Peaceful coexistence

One of the main differences with this release is that PowerShell Core does not supplant Windows PowerShell. In years past, when a user upgraded Windows PowerShell, it replaced the previous version. The open source PowerShell project team decided to change this approach with PowerShell Core. On the Windows side, users can work with the current PowerShell even after they install PowerShell Core.

There were several changes to let these platforms peacefully coexist. Most notably, the executable for PowerShell Core is pwsh.exe to keep it distinct from powershell.exe used in Windows PowerShell. This change eliminates confusion as to which PowerShell the user wishes to call and avoids disrupting established workflows. And, because PowerShell Core is not yet a replacement for Windows PowerShell, the team envisions that administrators would use both until PowerShell Core matures to the point where a switchover can occur.

There is some uncertainty when — or if — Microsoft will end Windows PowerShell support. The company said it does not plan to produce new functionality for the tool and might not correct smaller bugs.

Microsoft supports PowerShell Core for Windows 7, 8.1, 10; Windows Server 2008R2, 2012R2, 2016; and releases in the Windows Server Semi-Annual Channel. It also supports PowerShell Core on several Linux distributions: Ubuntu 14.04, 16.04, and 17.04; Debian 8.7+, and 9; CentOS 7; Red Hat Enterprise Linux 7; OpenSUSE 42.2; and Fedora 25, 26. On the Apple side, Microsoft supports PowerShell Core on macOS 10.12+. There are PowerShell Core packages developed by contributors for Arch Linux, Kali Linux and AppImage, but Microsoft does not support those.

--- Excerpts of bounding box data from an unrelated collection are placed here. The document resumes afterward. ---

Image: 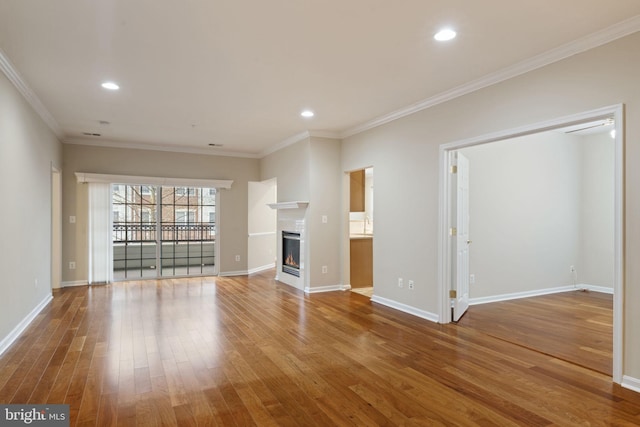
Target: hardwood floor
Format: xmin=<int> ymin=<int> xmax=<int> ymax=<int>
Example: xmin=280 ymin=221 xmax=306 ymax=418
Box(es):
xmin=0 ymin=272 xmax=640 ymax=426
xmin=459 ymin=291 xmax=613 ymax=375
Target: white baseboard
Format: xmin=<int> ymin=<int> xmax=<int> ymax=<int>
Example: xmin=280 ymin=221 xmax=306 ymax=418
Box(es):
xmin=0 ymin=293 xmax=53 ymax=354
xmin=248 ymin=262 xmax=276 ymax=274
xmin=620 ymin=375 xmax=640 ymax=393
xmin=60 ymin=280 xmax=89 ymax=288
xmin=304 ymin=285 xmax=351 ymax=294
xmin=576 ymin=283 xmax=613 ymax=295
xmin=218 ymin=270 xmax=249 ymax=277
xmin=371 ymin=295 xmax=440 ymax=323
xmin=469 ymin=283 xmax=613 ymax=305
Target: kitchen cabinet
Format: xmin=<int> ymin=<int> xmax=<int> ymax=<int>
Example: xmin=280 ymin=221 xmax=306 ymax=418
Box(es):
xmin=349 ymin=169 xmax=365 ymax=212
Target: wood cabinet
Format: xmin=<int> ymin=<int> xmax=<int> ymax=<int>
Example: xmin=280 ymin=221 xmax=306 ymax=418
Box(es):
xmin=349 ymin=169 xmax=365 ymax=212
xmin=350 ymin=238 xmax=373 ymax=288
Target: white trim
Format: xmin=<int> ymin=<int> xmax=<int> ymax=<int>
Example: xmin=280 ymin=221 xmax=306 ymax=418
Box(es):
xmin=469 ymin=285 xmax=578 ymax=305
xmin=248 ymin=262 xmax=276 ymax=274
xmin=218 ymin=270 xmax=249 ymax=277
xmin=340 ymin=15 xmax=640 ymax=138
xmin=576 ymin=283 xmax=614 ymax=295
xmin=257 ymin=130 xmax=342 ymax=158
xmin=76 ymin=172 xmax=233 ymax=190
xmin=438 ymin=103 xmax=624 ymax=383
xmin=249 ymin=231 xmax=276 ymax=237
xmin=62 ymin=137 xmax=260 ymax=159
xmin=0 ymin=49 xmax=64 ymax=139
xmin=61 ymin=280 xmax=89 ymax=288
xmin=304 ymin=285 xmax=351 ymax=294
xmin=469 ymin=283 xmax=613 ymax=305
xmin=371 ymin=295 xmax=439 ymax=322
xmin=267 ymin=202 xmax=309 ymax=209
xmin=620 ymin=375 xmax=640 ymax=393
xmin=0 ymin=293 xmax=53 ymax=355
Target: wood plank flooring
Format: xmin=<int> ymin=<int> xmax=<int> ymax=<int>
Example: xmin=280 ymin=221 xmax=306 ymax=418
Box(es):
xmin=0 ymin=272 xmax=640 ymax=426
xmin=459 ymin=291 xmax=613 ymax=375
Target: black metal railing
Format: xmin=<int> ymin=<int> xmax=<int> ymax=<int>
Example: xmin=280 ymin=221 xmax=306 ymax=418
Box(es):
xmin=113 ymin=222 xmax=216 ymax=243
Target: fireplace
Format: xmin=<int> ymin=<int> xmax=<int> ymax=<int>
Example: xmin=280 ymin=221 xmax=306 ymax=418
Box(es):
xmin=282 ymin=231 xmax=300 ymax=277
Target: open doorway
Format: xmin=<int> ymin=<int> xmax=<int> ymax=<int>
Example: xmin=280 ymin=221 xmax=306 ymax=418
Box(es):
xmin=440 ymin=106 xmax=623 ymax=383
xmin=349 ymin=167 xmax=374 ymax=298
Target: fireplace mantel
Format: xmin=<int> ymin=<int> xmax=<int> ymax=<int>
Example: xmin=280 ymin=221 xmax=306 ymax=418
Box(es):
xmin=268 ymin=202 xmax=309 ymax=209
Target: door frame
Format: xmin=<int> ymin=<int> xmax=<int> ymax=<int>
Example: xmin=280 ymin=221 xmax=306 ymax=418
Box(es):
xmin=438 ymin=104 xmax=624 ymax=384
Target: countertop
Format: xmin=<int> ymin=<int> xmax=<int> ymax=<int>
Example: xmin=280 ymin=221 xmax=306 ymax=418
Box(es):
xmin=349 ymin=233 xmax=373 ymax=239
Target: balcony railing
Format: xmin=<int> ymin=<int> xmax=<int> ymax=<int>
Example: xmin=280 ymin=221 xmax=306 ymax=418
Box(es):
xmin=113 ymin=222 xmax=216 ymax=243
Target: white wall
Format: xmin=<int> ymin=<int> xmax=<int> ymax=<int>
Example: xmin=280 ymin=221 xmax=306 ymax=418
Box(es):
xmin=577 ymin=132 xmax=614 ymax=288
xmin=342 ymin=33 xmax=640 ymax=378
xmin=461 ymin=132 xmax=613 ymax=298
xmin=0 ymin=73 xmax=62 ymax=350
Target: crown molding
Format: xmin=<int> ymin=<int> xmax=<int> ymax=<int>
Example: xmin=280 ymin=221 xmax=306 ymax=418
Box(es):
xmin=62 ymin=138 xmax=260 ymax=159
xmin=340 ymin=15 xmax=640 ymax=138
xmin=259 ymin=130 xmax=311 ymax=158
xmin=0 ymin=49 xmax=64 ymax=139
xmin=258 ymin=130 xmax=342 ymax=158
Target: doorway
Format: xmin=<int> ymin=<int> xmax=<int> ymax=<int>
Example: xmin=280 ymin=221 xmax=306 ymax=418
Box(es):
xmin=348 ymin=167 xmax=374 ymax=298
xmin=111 ymin=184 xmax=217 ymax=280
xmin=439 ymin=106 xmax=624 ymax=383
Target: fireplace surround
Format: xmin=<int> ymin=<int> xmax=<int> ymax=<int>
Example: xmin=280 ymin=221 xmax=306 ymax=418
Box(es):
xmin=269 ymin=202 xmax=309 ymax=290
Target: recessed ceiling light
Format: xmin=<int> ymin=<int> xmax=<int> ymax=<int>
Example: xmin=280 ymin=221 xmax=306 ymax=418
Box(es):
xmin=102 ymin=82 xmax=120 ymax=90
xmin=433 ymin=28 xmax=456 ymax=42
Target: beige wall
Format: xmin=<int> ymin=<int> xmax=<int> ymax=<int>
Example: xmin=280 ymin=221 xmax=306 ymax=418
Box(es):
xmin=0 ymin=73 xmax=62 ymax=348
xmin=260 ymin=138 xmax=311 ymax=202
xmin=342 ymin=33 xmax=640 ymax=378
xmin=307 ymin=138 xmax=346 ymax=288
xmin=62 ymin=144 xmax=259 ymax=283
xmin=247 ymin=179 xmax=277 ymax=272
xmin=260 ymin=137 xmax=345 ymax=288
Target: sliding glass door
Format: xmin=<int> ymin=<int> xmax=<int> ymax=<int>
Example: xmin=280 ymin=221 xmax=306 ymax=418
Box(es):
xmin=112 ymin=184 xmax=216 ymax=280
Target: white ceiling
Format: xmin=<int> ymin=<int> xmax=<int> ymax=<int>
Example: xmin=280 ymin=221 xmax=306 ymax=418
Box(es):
xmin=0 ymin=0 xmax=640 ymax=156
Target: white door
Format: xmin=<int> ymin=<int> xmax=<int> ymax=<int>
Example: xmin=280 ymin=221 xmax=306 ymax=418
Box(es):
xmin=451 ymin=152 xmax=471 ymax=322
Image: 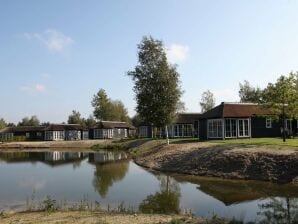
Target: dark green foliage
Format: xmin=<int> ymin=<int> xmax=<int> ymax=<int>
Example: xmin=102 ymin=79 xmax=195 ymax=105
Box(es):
xmin=18 ymin=115 xmax=40 ymax=126
xmin=238 ymin=80 xmax=262 ymax=103
xmin=92 ymin=89 xmax=129 ymax=122
xmin=261 ymin=73 xmax=298 ymax=141
xmin=67 ymin=110 xmax=85 ymax=125
xmin=128 ymin=37 xmax=182 ymax=127
xmin=200 ymin=90 xmax=215 ymax=113
xmin=0 ymin=118 xmax=7 ymax=129
xmin=262 ymin=73 xmax=298 ymax=118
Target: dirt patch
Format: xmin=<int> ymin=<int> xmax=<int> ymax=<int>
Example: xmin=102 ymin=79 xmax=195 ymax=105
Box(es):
xmin=0 ymin=212 xmax=199 ymax=224
xmin=135 ymin=143 xmax=298 ymax=183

PowerShell’s recent surge in popularity among Windows shops came about from aggressive PowerShell development, wider use of cloud services and the influence of DevOps on the enterprise. As many organizations shift from the static client-server model to the “cattle” mentality where servers used for self-service get spun up and shut down quickly, an automation tool like PowerShell allows IT to meet the speed of business demands.

Now that a majority of the grunt work is done, the team behind open source PowerShell anticipates it will deliver a minor release every six months and previews every three weeks. This tool helps bridge the divide between Windows and Linux teams in some organizations, but it remains to be seen if PowerShell Core will be the one management tool to rule them all.